Olympe et sa légende
Elle fut une icône gourmande des années 1970, fille d’un aubergiste du Var d’origine corse et d’une artiste peintre de talent, créa, avec son mari Albert, rencontré à la fac, le restaurant Olympe, rue du Montparnasse, fut la reine des écrevisses sautées et du pigeon laqué au miel, des langoustines aux pâtes fraîches et des tripes pimentées. Tout-Paris et tout-Hollywood s’y croisa, ainsi que rue Nicolas Charlet, de Francis Ford Coppola à Catherine Deneuve, de Claude Berri à Eddie Barclay. Dominique Versini alias Olympe, pure autodidacte surdouée, supportée par son RP de mari Albert Nahmias, devint une reine des médias, à la télé, à la radio, dans les pages du Figaro, sur le plateau de Bernard Pivot au temps d’Apostrophes, avec Paul Bocuse, Paul Haeberlin et les autres, elle fut la première femme à tenir le premier rang (avec une étoile au Michelin et un 18/20 chez Gault & Millau) au coeur d’un milieu machiste.
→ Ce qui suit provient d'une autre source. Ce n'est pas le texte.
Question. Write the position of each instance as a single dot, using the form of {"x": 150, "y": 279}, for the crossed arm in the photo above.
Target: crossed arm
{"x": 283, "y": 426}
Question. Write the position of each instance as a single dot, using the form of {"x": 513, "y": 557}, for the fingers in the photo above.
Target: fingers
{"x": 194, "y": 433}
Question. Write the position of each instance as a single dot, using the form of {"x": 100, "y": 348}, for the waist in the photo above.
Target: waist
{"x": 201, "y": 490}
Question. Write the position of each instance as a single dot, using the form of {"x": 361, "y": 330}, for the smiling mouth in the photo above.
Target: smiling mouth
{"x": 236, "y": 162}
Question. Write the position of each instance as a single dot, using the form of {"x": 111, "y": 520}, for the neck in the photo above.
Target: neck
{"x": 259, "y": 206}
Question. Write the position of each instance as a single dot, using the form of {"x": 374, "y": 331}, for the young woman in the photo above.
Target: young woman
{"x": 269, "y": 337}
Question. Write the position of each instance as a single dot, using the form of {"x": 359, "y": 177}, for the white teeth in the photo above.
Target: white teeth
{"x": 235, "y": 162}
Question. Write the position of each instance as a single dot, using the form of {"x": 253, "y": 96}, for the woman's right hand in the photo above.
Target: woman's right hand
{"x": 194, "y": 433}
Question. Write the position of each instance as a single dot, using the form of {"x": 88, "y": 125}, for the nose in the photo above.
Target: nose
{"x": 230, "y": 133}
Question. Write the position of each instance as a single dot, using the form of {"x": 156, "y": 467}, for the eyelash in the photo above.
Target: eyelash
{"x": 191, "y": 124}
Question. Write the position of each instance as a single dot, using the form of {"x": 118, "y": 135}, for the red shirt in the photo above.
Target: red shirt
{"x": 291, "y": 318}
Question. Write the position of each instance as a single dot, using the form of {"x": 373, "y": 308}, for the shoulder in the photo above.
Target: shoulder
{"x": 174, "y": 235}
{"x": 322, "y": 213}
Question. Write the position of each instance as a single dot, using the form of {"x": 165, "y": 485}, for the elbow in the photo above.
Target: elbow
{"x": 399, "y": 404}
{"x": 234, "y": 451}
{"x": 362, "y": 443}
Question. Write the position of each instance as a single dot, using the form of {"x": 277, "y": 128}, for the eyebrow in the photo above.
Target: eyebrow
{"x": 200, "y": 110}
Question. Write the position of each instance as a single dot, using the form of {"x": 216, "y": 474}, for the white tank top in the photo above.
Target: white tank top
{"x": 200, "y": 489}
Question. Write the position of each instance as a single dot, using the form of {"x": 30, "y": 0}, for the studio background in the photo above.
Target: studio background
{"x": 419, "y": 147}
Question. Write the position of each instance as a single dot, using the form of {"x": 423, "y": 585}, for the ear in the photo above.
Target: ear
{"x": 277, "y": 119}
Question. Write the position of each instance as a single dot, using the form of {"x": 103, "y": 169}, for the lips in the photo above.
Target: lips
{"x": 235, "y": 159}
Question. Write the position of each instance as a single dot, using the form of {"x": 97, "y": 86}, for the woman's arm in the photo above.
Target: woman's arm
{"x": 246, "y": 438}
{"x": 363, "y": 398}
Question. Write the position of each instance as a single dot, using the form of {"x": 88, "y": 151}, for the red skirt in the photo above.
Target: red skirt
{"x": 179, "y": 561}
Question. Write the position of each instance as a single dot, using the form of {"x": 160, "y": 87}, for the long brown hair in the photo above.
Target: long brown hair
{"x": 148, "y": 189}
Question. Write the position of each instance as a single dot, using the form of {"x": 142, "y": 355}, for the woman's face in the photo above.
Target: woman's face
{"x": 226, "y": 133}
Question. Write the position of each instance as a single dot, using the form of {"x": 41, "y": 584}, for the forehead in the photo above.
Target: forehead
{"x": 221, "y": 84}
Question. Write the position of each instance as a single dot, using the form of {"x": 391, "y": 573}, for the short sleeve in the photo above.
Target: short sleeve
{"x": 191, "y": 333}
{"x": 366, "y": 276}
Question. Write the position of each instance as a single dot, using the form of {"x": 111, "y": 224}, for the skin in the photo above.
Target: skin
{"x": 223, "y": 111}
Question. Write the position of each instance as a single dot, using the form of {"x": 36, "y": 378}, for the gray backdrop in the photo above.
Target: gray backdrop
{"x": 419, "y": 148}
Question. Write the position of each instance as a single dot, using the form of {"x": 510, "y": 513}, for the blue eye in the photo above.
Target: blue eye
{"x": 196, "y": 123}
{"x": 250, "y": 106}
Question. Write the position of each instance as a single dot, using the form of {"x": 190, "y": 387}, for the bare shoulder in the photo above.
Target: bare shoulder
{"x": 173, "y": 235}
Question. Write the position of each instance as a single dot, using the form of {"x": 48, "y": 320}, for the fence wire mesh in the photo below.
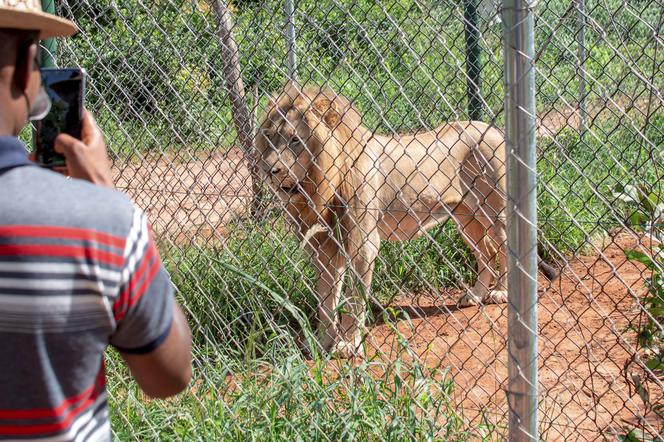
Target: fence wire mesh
{"x": 431, "y": 369}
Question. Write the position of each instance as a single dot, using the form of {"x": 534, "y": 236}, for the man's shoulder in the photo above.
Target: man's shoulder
{"x": 53, "y": 199}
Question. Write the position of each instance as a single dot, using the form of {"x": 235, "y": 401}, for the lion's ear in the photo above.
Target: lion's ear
{"x": 327, "y": 110}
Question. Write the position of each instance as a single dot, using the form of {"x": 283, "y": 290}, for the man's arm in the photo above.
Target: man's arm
{"x": 166, "y": 370}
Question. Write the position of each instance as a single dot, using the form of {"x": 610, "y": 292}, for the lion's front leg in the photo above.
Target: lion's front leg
{"x": 330, "y": 267}
{"x": 361, "y": 249}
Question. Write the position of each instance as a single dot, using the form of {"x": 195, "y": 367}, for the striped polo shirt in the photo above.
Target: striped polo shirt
{"x": 78, "y": 271}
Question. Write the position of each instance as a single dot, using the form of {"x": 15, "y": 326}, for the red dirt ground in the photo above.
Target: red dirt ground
{"x": 583, "y": 342}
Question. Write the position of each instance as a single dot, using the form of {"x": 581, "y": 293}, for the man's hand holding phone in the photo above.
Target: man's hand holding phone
{"x": 86, "y": 158}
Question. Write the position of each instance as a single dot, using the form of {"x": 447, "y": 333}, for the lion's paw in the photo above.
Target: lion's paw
{"x": 469, "y": 299}
{"x": 345, "y": 350}
{"x": 496, "y": 297}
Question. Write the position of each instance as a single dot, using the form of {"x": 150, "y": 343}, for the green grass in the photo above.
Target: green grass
{"x": 289, "y": 400}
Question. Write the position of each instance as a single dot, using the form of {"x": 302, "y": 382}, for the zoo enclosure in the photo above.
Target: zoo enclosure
{"x": 158, "y": 87}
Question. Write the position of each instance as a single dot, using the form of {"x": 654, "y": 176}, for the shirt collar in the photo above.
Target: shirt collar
{"x": 12, "y": 153}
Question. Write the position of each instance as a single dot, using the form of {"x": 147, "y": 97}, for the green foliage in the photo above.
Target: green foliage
{"x": 291, "y": 400}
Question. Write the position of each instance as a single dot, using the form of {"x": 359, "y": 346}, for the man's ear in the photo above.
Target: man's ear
{"x": 25, "y": 63}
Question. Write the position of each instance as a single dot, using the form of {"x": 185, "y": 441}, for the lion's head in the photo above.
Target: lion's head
{"x": 306, "y": 143}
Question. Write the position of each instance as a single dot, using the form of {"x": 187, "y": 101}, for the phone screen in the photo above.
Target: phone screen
{"x": 66, "y": 88}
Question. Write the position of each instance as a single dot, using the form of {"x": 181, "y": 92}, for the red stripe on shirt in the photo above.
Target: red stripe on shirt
{"x": 61, "y": 251}
{"x": 131, "y": 293}
{"x": 63, "y": 233}
{"x": 90, "y": 394}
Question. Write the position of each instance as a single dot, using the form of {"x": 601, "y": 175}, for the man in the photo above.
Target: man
{"x": 78, "y": 266}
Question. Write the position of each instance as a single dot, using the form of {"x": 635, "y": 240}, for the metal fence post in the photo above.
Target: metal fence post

On la retrouvera ensuite au Virgin Megastore, puis à la Casa Olympe rue Saint-Georges dans le 9e, s’essayant avec succès, à la bistronomie. Enfin, devenue partiellement italienne à Vernole, dans les Pouilles, y vivant sa vie libre et bohème, cuisinant pour ses amis. Créant également des bijoux, indiquant ainsi qu’elle n’a jamais perdu cette âme artiste léguée par sa mère. Dans un livre passionné et vibrant, Anne Ettore conte son histoire, édifie sa légende, dresse son portrait avec fougue et une foule de documents méconnus ou intimes. Un livre de cuisine et d’amour vraiment pas comme les autres…
Olympe une cuisinière libre , d’Anne Etore (Hachette Cuisine, 272 pages, 35 €).